With Dixiecrat fever at high pitch and racial tensions mounting, Birmingham’s
conference hosts treated the intellectuals from such places as New York City,
San Francisco, and Chicago with marked contempt. They refused to allow black
scholars to sit or socialize with whites and forbade controversial historical
topics.
As a result, the SHA vowed never to return to Birmingham. And it didn’t
for 50 years. Finally, in 1998 the association gave Birmingham a second chance,
and participants were astounded by the changes they saw. The city had come a
long way from the mean-spiritedness and belligerence depicted in 1960s-era newsreels.
This year, post-Katrina conditions in New Orleans forced SHA conference planners
to choose an alternate location for the 2006 meeting. Birmingham will host the
more than 1,200 historians from Nov. 15 to 18.
Scholars from Duke, Berkeley, University of Chicago, University of Heidelberg,
and many other illustrious campuses will explore topics such as “Victims,
Villains, and Violence in Representations of Slavery,” “Race, Lynching,
and Legal Executions in the South and Southwest,” and “Southern Society
and the Built Environment: Churches, Colleges, and Piggly Wiggly.”

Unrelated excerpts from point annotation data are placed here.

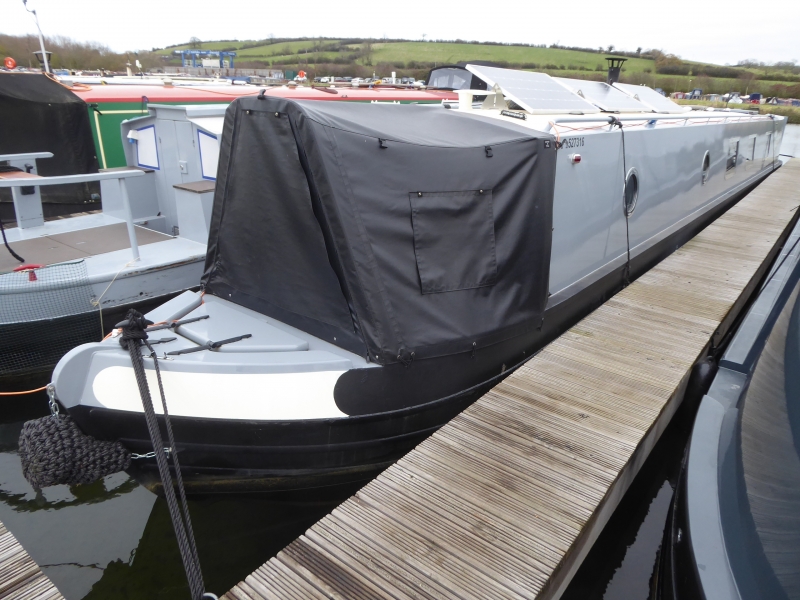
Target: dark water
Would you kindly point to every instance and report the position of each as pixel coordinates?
(113, 539)
(622, 564)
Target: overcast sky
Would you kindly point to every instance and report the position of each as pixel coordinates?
(716, 32)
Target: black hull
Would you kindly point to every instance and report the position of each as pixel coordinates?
(391, 409)
(31, 350)
(221, 455)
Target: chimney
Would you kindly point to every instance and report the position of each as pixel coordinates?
(614, 67)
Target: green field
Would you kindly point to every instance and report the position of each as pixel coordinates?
(322, 57)
(449, 52)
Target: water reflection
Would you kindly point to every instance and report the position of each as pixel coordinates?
(623, 562)
(113, 539)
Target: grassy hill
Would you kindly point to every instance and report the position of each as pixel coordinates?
(339, 57)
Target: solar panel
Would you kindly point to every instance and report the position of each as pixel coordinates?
(650, 97)
(535, 92)
(603, 95)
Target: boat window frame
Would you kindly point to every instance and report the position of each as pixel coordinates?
(750, 153)
(732, 153)
(630, 205)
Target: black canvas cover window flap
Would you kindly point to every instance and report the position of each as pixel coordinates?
(453, 240)
(316, 225)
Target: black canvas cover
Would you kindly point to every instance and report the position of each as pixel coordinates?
(38, 114)
(385, 229)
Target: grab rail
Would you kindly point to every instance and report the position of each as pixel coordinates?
(120, 176)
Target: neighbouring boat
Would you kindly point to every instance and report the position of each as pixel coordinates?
(80, 265)
(733, 532)
(109, 105)
(390, 262)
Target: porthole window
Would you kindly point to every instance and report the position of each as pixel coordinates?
(631, 191)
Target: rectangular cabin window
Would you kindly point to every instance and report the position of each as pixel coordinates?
(733, 156)
(768, 149)
(749, 153)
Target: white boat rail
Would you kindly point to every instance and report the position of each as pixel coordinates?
(20, 199)
(13, 158)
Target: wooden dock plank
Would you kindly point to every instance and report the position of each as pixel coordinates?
(20, 577)
(506, 499)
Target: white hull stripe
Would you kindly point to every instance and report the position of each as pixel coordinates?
(255, 396)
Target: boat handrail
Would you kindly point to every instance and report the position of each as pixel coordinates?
(120, 176)
(25, 156)
(693, 116)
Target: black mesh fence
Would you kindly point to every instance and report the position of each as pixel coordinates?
(44, 313)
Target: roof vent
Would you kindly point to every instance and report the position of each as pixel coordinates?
(614, 68)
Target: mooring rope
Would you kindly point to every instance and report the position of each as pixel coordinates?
(132, 339)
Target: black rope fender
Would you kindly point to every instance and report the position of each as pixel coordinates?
(132, 339)
(54, 451)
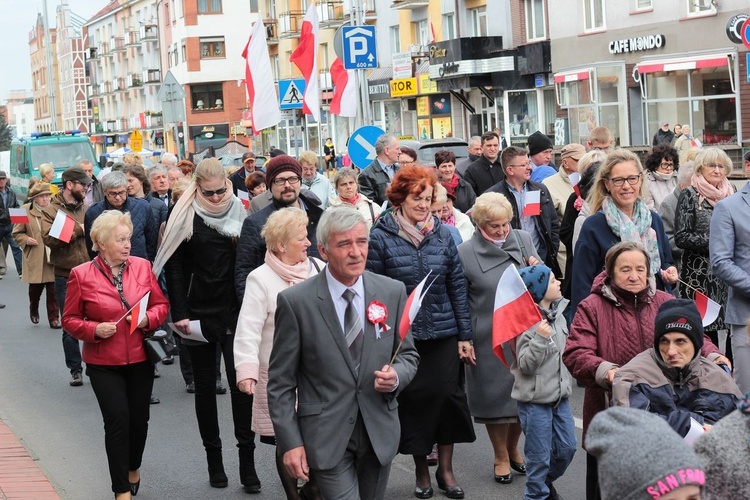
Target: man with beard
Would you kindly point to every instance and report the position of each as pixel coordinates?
(64, 256)
(284, 181)
(475, 151)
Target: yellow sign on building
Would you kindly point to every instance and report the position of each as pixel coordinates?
(404, 87)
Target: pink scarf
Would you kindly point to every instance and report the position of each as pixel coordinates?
(710, 193)
(292, 274)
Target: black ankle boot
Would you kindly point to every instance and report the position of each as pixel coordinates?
(248, 476)
(216, 475)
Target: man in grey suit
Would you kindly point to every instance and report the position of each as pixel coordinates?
(330, 359)
(729, 248)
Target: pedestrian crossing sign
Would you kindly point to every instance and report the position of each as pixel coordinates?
(291, 93)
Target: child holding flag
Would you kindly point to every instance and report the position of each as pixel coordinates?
(542, 387)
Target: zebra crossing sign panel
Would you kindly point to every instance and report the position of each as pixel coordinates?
(291, 93)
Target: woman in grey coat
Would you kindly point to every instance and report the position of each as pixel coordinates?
(492, 248)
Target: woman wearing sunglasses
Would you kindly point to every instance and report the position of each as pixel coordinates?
(198, 254)
(617, 202)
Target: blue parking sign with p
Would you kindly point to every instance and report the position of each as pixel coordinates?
(360, 51)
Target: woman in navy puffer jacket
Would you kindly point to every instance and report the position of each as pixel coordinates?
(406, 245)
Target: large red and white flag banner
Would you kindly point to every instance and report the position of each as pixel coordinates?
(62, 227)
(260, 87)
(305, 57)
(344, 102)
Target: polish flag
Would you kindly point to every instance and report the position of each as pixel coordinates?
(138, 312)
(62, 227)
(708, 308)
(575, 179)
(305, 57)
(411, 309)
(244, 197)
(532, 204)
(515, 311)
(344, 102)
(260, 87)
(18, 216)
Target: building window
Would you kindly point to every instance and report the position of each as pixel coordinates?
(449, 27)
(593, 11)
(479, 18)
(209, 97)
(209, 6)
(535, 20)
(212, 48)
(395, 38)
(698, 7)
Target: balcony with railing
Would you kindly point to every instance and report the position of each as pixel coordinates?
(290, 24)
(149, 33)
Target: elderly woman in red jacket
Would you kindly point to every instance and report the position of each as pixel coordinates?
(611, 326)
(100, 294)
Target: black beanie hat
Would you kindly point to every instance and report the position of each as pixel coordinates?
(680, 316)
(538, 142)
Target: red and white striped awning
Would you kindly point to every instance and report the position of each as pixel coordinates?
(710, 61)
(572, 76)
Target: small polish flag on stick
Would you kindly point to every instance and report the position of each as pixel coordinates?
(18, 216)
(575, 178)
(244, 198)
(62, 227)
(515, 311)
(708, 308)
(532, 204)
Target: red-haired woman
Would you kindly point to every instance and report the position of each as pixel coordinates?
(406, 245)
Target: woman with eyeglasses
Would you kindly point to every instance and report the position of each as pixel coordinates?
(619, 213)
(198, 252)
(695, 206)
(662, 165)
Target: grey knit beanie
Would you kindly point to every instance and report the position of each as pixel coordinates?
(640, 456)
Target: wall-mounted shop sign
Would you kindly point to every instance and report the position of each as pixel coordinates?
(637, 44)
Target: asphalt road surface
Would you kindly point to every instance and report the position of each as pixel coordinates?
(61, 427)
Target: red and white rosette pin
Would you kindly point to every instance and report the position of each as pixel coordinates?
(377, 314)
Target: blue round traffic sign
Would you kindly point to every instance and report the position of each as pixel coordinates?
(361, 145)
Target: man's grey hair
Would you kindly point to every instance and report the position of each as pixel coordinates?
(685, 173)
(383, 142)
(168, 160)
(114, 180)
(156, 169)
(337, 220)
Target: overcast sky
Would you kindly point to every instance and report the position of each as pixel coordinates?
(16, 22)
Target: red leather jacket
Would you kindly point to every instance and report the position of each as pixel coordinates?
(93, 299)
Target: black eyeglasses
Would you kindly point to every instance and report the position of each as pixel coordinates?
(291, 180)
(632, 180)
(209, 194)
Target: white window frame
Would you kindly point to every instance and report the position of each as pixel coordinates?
(532, 23)
(589, 12)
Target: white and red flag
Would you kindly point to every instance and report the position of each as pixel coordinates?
(62, 227)
(411, 309)
(244, 197)
(532, 204)
(260, 87)
(708, 308)
(344, 102)
(305, 57)
(515, 311)
(18, 216)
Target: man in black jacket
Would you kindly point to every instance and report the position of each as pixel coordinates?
(284, 181)
(487, 170)
(543, 228)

International scholars who study the American South will present papers on “Nazi
Racism: The View from the Deep South” and “Military Occupations,
Past and Present: A Comparative View.” There will also be two full sessions
on Birmingham’s turbulent history, as well as a showing of the famous documentary “Who
Speaks for Birmingham?” at the main branch of the Birmingham Public Library
in downtown Birmingham, Thurs., Nov 16.
For a complete list of sessions, visit http://www.uga.edu/~sha/meeting/program.htm.

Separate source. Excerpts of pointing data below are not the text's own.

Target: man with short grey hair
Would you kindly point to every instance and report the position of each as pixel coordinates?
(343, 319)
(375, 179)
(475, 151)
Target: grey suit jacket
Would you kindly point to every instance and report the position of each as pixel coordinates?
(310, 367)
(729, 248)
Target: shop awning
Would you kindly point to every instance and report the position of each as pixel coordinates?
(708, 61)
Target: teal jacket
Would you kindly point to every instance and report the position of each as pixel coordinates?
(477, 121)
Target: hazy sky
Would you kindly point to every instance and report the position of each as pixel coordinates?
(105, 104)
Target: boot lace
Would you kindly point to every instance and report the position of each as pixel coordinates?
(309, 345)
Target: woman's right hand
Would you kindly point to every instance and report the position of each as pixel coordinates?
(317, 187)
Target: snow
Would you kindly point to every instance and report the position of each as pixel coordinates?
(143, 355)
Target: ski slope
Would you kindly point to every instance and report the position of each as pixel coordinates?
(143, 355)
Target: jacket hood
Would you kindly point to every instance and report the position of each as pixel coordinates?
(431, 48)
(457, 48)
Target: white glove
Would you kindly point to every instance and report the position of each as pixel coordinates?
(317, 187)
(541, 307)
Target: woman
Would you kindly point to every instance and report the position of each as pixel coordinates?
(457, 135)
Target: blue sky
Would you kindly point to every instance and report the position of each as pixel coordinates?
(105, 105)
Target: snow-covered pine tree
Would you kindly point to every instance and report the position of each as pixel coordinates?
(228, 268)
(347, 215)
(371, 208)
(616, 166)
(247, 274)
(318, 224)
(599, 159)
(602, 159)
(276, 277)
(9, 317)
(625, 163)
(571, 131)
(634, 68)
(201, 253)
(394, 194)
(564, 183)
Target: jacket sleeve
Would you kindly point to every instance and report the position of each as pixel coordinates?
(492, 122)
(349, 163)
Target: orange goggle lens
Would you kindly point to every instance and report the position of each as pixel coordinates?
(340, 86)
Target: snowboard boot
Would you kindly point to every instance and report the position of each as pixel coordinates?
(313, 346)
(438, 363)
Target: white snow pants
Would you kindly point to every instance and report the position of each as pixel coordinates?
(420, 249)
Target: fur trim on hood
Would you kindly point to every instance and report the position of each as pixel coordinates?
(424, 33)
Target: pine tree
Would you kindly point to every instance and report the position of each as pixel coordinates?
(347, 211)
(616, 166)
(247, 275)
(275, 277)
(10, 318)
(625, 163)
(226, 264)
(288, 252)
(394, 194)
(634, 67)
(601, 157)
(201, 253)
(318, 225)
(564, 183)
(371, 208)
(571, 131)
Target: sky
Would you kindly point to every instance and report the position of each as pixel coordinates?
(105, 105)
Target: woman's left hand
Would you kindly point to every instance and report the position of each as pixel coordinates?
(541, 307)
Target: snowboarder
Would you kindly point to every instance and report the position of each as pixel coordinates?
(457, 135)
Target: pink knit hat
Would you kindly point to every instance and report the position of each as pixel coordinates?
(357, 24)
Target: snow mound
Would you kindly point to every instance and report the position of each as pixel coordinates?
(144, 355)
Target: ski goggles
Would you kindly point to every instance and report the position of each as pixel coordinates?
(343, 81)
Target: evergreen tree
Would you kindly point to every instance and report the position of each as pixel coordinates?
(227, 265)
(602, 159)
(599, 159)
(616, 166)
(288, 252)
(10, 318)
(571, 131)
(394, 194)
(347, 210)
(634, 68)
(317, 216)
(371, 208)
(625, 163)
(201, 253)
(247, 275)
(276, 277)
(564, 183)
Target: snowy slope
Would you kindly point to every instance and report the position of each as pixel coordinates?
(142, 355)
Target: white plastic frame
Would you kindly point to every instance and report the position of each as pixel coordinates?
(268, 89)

Walking tours of downtown will be offered free and led by Philip Morris, past
editor of Southern Living and historic preservationist Linda Nelson. Bus
tours will also be offered of fabulous Redmont Park with a light reception at
the DeBardeleben mansion, and of African American and Civil Rights sites with
an inside look at the historic Black Masonic Temple’s ballroom. The latter
tour will be led by Bishop Calvin Woods, president of the local SCLC, and historian
Dr. Bob Corley. Tours depart from the Sheraton Birmingham Hotel. Tickets are
$15. If you are interested in the bus tours contact Pam King at pamking@uab.edu.
The Southern Historical Association was organized in 1934. Its objectives are
the promotion of interest and research in southern history, the collection and
preservation of the South's historical records, and the encouragement of state
and local historical societies in the South. As a secondary purpose the Association
fosters the teaching and study of all areas of history in the South.